Proper language

I am not a subtle person. I tend to be blunt, can be confrontational, and am not always easy to be around. I realize this sometimes costs me jobs, readers, and on rare occasion, a friend. I accept the consequence— even the painful ones.

I’ve been told I’m pricklybitchyshrillhysterical, and otherwise evil from tech people. Some guys seem to have no problem with who I am; others, though, dislike me, and on occasion, hate or despise me. Even some women will feel uncomfortable around me. I’m too blunt, too confrontation, too aggressive. Let’s face it, I’m not the most nurturing woman in technology. Frankly, I don’t aspire to be.

Where this is going…

I have joined, and quit, the W3C HTML5 Working Group twice. Both times I joined only reluctantly.

The first time, I was reluctant, because I wasn’t sure I could devote enough time to the group. I also wasn’t sure about working with people whose sole job is writing specs. I am a web developer and a writer—neither of which is particularly adapted to developing specifications.

The second time I was reluctant to join because I was, and continue to be, immensely uncomfortable in the Working Group. The rules seem to change on a frequent basis: fluctuating based on who you are, what you are, and what “group” you belong. There are no strong guiding principles for the group, or for the HTML5 specification, either. It’s a play-it-by ear situation, with those who are not part of the browser community having to struggle twice as hard just to get heard half as much. It is not a pleasant place to be.

Recently, I expressed interest in writing a change proposal for an issue. Since I was the one that asked for it to be upgraded to an issue, I felt obligated to follow through and write a proposal. I was informed that I would need to be a member of the group in order to write a proposal. This is due to patent issues, and the agreement we all sign when we become part of the group. There is no separate agreement outside of the membership process.

I didn’t want to rejoin. I truly did not want to rejoin. At the same time, the only recourse I have if I can’t write change proposals is to file Formal Objections. I’m not adverse to filing a Formal Objection, which requires Directory intervention. But I believe that every issue should have its day in the HTML WG court.

Most of the time when the HTML5 Editor declines a bug request he does so with little or no rationale. The only way to get good rationales for and against a change, is through the issue process. I believe good rationales for all sides should be present before an item goes to the Director. I also believe every change should get its fair say in the group.

So here I am back, a third time, asking to rejoin. Reluctantly, and determined to keep my participation to a minimum. Enough to submit change proposals, formally write out objections in surveys, and ask for a status on my items every few weeks, so they’re not forgotten.

I did hear back from the W3C representative, and the co-chairs. I gave them forewarning that I was going to make their reply public. It may be the gentlemanly thing to do, to not publish such emails online.

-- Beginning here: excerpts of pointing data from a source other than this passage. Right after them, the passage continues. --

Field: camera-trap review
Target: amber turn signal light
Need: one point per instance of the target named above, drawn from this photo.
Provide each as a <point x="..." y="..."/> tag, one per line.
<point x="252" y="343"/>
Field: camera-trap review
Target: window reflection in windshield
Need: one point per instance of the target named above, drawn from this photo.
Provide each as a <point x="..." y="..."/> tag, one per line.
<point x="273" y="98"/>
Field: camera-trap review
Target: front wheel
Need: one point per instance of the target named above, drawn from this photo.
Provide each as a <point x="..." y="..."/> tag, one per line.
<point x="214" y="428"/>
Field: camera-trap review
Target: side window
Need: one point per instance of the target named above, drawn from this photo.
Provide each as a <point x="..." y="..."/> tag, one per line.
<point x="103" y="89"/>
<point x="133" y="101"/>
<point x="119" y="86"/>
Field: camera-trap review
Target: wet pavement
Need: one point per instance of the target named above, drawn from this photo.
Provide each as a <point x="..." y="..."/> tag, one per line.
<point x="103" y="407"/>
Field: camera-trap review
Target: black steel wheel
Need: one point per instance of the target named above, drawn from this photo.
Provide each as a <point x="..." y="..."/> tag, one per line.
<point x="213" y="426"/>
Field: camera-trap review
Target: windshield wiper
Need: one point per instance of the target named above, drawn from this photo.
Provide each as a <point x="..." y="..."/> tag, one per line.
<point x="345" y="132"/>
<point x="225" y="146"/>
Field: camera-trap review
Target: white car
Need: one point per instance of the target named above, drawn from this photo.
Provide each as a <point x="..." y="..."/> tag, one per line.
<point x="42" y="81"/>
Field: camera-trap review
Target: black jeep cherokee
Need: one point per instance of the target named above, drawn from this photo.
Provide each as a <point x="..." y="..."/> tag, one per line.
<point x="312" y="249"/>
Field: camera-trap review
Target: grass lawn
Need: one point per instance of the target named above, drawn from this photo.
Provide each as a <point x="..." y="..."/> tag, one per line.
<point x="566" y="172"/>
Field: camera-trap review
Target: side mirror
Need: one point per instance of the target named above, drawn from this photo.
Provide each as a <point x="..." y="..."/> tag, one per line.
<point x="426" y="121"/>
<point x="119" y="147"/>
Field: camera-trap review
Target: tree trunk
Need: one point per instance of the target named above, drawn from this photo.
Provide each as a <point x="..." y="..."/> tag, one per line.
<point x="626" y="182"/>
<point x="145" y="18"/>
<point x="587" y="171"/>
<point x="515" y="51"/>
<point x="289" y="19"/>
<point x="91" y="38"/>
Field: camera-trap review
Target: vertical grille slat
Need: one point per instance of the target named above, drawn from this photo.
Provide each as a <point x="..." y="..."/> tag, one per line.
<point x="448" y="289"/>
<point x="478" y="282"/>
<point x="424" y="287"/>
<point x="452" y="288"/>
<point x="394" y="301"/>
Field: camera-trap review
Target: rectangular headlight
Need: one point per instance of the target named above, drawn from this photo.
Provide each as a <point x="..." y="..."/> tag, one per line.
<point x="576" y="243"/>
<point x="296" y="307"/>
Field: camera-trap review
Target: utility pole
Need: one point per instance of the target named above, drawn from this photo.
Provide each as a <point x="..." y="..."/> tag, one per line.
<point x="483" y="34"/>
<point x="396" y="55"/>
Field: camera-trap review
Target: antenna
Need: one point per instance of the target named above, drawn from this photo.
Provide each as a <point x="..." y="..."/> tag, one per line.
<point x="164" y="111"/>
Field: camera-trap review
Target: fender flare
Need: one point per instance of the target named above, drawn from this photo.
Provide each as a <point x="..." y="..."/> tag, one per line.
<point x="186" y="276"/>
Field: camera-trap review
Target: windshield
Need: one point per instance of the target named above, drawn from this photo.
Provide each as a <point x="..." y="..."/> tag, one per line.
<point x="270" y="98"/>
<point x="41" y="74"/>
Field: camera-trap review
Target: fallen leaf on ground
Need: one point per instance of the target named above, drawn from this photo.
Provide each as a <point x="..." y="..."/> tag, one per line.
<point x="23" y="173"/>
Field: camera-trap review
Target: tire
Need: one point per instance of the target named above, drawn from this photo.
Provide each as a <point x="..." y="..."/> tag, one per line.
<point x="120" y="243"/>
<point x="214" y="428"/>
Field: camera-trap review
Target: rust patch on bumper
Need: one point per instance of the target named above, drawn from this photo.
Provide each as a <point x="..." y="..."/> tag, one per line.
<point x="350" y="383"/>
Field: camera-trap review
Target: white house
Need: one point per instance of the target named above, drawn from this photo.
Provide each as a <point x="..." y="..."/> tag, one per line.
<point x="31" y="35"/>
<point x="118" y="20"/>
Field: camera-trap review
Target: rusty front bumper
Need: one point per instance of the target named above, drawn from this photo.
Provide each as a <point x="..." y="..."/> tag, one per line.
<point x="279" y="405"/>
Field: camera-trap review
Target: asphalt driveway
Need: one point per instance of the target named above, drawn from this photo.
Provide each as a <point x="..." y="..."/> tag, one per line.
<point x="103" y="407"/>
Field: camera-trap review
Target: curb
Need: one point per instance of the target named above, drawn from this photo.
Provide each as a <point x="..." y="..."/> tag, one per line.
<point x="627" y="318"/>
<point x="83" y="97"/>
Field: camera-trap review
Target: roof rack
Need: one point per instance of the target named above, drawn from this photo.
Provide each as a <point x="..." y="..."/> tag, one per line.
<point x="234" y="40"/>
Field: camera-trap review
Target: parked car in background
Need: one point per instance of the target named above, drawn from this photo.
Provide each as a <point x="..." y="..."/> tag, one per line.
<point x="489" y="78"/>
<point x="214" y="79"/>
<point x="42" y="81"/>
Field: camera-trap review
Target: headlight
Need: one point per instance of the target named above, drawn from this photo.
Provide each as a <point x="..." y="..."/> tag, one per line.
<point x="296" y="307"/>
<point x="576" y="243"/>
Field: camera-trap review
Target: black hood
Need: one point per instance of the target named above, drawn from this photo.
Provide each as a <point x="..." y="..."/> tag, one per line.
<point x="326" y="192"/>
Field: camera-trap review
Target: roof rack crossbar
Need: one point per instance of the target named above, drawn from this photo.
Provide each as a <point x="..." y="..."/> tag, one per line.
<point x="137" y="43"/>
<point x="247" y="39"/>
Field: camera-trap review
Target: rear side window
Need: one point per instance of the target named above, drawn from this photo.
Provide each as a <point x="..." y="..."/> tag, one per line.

It’s a good thing I’m not a gentleman.

Hi Shelley,

I’m writing in regard to your application to rejoin the HTML
Working Group. I have agreement from the chairs to approve your
application on the condition that the following be made clear:

1. You will be re-joining on a probationary basis.

2. You are asked to avoid filibustering and provocative language
and understand that if you decide to quit from the group again,
you will not be allowed to rejoin it after that.

If you can just let me know that you have received and read this
message, I’ll go ahead and push the button on approving your


I replied with:

I had no interest in joining the group, but it was a condition demanded
in order for me to submit change proposals. I felt that change proposals
were less disruptive than filing formal objections, which would then
necessitate Director intervention.

I consider the caveat about what language I can, and cannot use, to be
discriminatory. Dangerously discriminatory.

As for quitting from the group again, is there anything in the charter
or policies of the W3C that provides a baseline for who may or may not
join the group, or controls how often they may leave and return?

In other words, I want a substantiation of these demands based on W3C
policies. Then I will consider whether to agree or not.


I am somewhat sympathetic to the caveat about not quitting again. I have done so twice before, and doing so can be disruptive. At the same time, though, there is no policy on this in the W3C. The only policy on Invited Experts in the W3C is that they’re allowed in at the discretion of the chairs.

However, the caveat about filibustering and using provocative language is inexcusable. Tell me, what is filibustering in the working group? writing several emails in a thread on an issue. Like this thread? This thread? This thread? Now, I did participate in this one…but as can be seen, I wasn’t the only, or the one who participated the longest.

This thread? And any of the other hundreds of threads that seem to go forever, in which I have not participated?

And what the hell is a filibuster in a specification group?

Come to that, what is provocative language? Is it something like this? Or this? Or this? How about this?

Did I use provocative language with the email leading to this response? It was challenging. Is that what provocative language is? Language that challenges?